Marathon may have been a decisive Persian defeat, but the loss of blood and treasure was relatively small, and as a result, the loss did little to undermine Persia’s ability to wage war in the future.
War came soon enough.
In 480 BCE, Xerxes I, Darius’ son, brought an obscenely large army — estimated to be between 70,000 and 300,000 troops — to ensure that he could overwhelm the Greek defenses. A heroic army, led by King Leonidas and 300 Spartans, held off the invading Persians at Thermopylae in order to give the Greeks time to plan their next move.
After much debate, it was agreed that Themistocles would lead the Athenian fleet to a decisive battle off the island of Salamis. It was a risky move, and the future of what subsequently came to be known as Western civilization hung in the balance.

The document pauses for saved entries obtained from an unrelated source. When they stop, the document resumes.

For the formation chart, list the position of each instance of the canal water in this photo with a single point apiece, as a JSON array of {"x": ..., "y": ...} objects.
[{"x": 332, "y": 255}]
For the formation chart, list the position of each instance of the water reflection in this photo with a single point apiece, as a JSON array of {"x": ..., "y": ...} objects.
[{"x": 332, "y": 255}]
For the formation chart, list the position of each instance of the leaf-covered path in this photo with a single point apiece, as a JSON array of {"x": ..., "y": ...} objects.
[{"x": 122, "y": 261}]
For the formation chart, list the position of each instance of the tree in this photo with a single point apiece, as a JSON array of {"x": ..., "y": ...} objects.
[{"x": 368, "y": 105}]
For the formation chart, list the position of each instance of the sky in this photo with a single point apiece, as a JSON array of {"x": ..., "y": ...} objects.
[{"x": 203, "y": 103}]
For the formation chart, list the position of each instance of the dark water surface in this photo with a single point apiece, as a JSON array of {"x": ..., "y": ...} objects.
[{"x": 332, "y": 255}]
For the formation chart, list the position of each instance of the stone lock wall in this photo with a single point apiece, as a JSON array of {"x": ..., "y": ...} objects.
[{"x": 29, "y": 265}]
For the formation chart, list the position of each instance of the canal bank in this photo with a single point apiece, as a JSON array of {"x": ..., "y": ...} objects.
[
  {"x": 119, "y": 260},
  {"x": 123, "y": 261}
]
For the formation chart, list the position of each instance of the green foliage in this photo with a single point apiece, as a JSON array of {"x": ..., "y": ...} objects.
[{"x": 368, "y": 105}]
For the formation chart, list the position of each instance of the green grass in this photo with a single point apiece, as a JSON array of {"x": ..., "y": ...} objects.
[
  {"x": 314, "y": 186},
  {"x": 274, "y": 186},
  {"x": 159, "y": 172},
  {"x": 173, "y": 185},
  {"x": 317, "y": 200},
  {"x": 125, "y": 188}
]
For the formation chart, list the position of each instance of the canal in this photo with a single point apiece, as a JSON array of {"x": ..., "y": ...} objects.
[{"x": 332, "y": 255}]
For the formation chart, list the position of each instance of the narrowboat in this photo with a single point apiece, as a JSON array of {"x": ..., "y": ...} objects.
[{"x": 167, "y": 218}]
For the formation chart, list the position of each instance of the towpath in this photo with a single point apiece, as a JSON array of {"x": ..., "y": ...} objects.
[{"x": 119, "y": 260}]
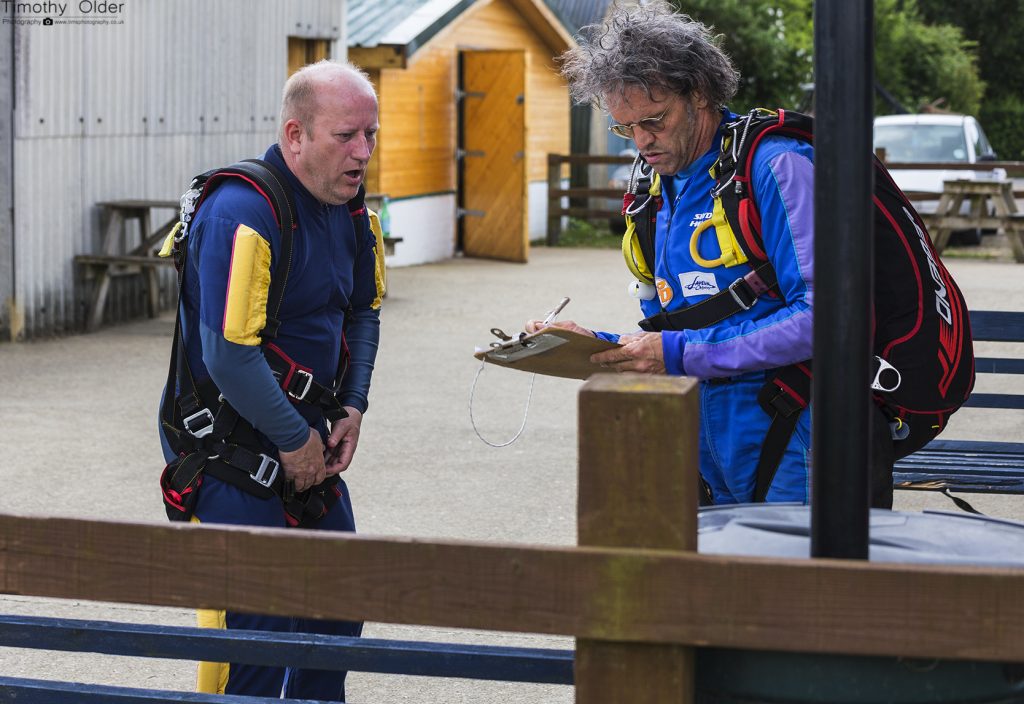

The outnumbered Greeks prevailed once again, largely due to superior tactics and an ability to swim. Salamis was the beginning of the end for the Persian campaign in Greece, and the following year, they were pushed out entirely.
The lessons of prior millennia have their limits. But there’s no question that the leaders of today’s Iran have broad regional ambitions, and they intend to pursue them with the unyielding resolve of the emperors who came before them.
We are now very likely in something akin to the period between Marathon and Salamis, in which a dented but not broken Iran will decide when, where, and how to attack next.
Fortunately, the regime is despised by its people, and that remains its Achilles’ heel. If Israel and the US don’t wish to be at war with Iran again, they shouldn’t proclaim victory too soon and ought to do everything they can to help the Iranian people topple the regime.
Ian Cooper is a Toronto-based lawyer.